Григорий Иванович, к несчастью и стыду своему, не только самолета вынужден был чураться, но и детской карусели: его по слабости головы от круговращения тошнило. Он старался увести Надю куда-нибудь, где нужны умные руки и твердый глаз. Хотя бы в тир. И здесь, выбивая пять из пяти, девять из десяти, тринадцать из пятнадцати, доказывал не только, что все-таки и он — мужчина, но и менее вероятное: что руки и глаза могут быть верными, даже если больные руки дрожат, а больной взгляд бегает.
А можно было бесплатно послушать на летней эстраде «Венгерские танцы» Брамса и даже московского куплетиста Илью Набатова, который хотя и не вошел еще тогда в такую славу, как позже, в годы освобождения Африки, после своих сатирических куплетов о Чомбе, какового, по уверению Набатова, следовало «кирпичом бы», — но уже и тогда имел не последний успех.
Да мало ли чего еще можно было!
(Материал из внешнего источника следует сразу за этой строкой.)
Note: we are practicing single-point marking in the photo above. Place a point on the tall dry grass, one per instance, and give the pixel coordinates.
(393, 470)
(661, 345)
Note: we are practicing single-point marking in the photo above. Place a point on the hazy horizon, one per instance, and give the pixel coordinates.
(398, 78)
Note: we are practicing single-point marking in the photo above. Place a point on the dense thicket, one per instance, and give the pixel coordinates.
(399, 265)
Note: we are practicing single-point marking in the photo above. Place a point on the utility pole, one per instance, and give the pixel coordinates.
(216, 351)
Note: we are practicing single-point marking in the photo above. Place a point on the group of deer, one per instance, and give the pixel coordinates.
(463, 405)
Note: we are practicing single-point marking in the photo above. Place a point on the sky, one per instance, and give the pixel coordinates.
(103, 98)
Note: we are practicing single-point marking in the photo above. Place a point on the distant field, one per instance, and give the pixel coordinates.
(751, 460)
Например, выйти из Струкачей там, где кончалась Куйбышевская, и мимо Драмтеатра — терема-пряника в русском стиле, с островерхими двумя шатрами, — театра, имевшего привычку регулярно гореть и отстраиваться, отчего, крашенный заново то в красно-белую шахматную клетку, то в бархатную синь пополам с берлинской лазурью, то в изумрудную зелень, удивлял он город всегда новой, неожиданной гримасой своего национально своеобразного лица; мимо памятника Чапаеву, где все: и Анка, и Петька, и революционные массы в лице матроса и солдата, и сам Василий Иванович на коне и с саблей — все были до того как живые, что между чугунными фигурами вечно помещался какой-нибудь настоящий ребенок, залезший сюда проверить, остра ли сабля, болтается ли ремень у винтовки и нельзя ли пальнуть по городу из пулемета, влекомого едва поспевающим за летящим на коне Чапаевым бородачом в солдатской папахе; мимо солнечно-желтого здания обкома… мимо многих красивых и ответственных зданий подняться и выйти на главное место — площадь Куйбышева, бывшую Соборную площадь.
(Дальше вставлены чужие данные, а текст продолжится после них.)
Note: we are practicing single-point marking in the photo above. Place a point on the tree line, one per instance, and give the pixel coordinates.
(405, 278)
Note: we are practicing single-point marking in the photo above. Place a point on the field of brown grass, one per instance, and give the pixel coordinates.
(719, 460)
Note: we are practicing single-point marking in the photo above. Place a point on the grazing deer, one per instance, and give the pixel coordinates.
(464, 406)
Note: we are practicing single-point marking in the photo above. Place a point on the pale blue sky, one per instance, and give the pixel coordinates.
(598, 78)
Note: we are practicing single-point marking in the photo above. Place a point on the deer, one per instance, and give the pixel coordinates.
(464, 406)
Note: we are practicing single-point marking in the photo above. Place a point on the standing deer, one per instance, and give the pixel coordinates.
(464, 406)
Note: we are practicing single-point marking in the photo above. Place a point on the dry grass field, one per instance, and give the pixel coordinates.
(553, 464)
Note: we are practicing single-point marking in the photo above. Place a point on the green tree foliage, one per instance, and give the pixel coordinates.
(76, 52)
И тут уже Надя, мимо не проходя, устремлялась прямиком в ОДО, окружной Дом офицеров, цвета броневика, а формы… в мире форм я не помню ничего подобного этой форме. Формы, стало быть, бесподобной.
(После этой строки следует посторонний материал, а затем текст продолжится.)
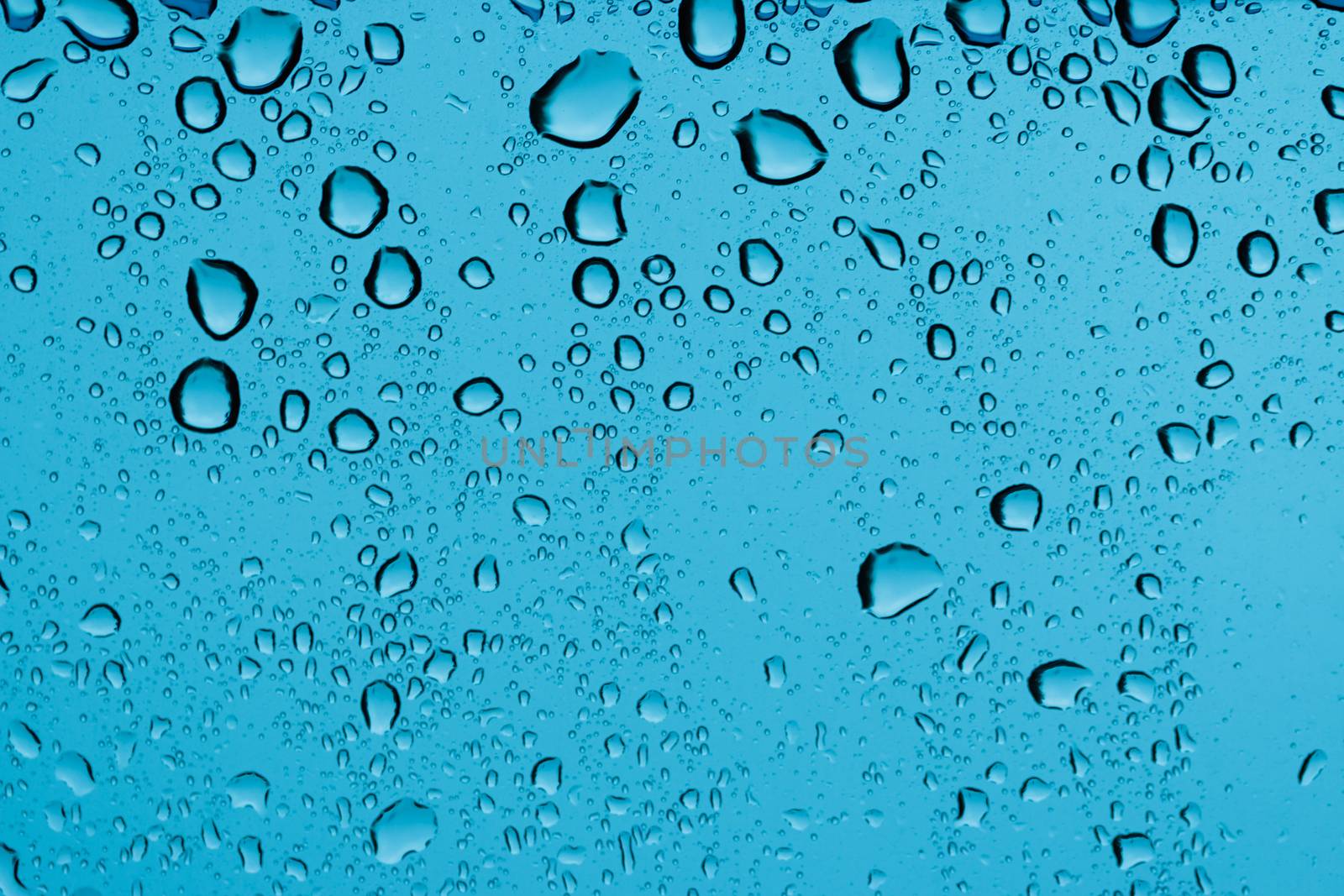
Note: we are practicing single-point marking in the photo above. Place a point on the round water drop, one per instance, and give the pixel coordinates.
(531, 510)
(381, 705)
(1209, 69)
(383, 43)
(353, 432)
(403, 828)
(1179, 443)
(261, 50)
(759, 262)
(235, 160)
(595, 282)
(871, 60)
(895, 578)
(652, 707)
(1058, 684)
(221, 296)
(1258, 253)
(201, 105)
(593, 214)
(396, 575)
(679, 396)
(1175, 235)
(779, 148)
(1175, 107)
(941, 342)
(981, 23)
(205, 398)
(102, 24)
(1215, 375)
(1330, 210)
(293, 410)
(26, 81)
(101, 621)
(1016, 508)
(548, 775)
(354, 202)
(479, 396)
(711, 31)
(476, 273)
(1146, 22)
(588, 100)
(394, 278)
То есть Надя сначалаустремлялась в ОДО. Но скоро перестала.
То есть — по порядку. Надя, естественно, не могла же в свои тридцать пользоваться струкачевской танцплощадкой для семнадцатилетних и потому устремлялась в общество культурных офицеров, чтобы показать свое владение танцами фокстрот и бостон. Шнобелю же, напротив, самый вид погон, ремней и лампасов внушал чувство, которое все мы испытываем у двери зубоврачебного кабинета. Но он мужался. И даже нашел себе занятие: бильярд. В тот момент, когда кий и мел попадали в Шнобелевы руки, страх исчезал, и, уже не слыша крепкого офицерского запаха «Шипра» и страшного скрипа сапог, гонял он партии в «американку» и «пирамидку»; давал форы и выигрывал почти всегда, заставляя военных и штатских — всякий же мужчина, даже военный и даже штатский, более всего почему-то ценит не ум и не доброе сердце, даже не силу, а то пустое, что зовется «класс», — заставляя их свою жалкую персону уважать.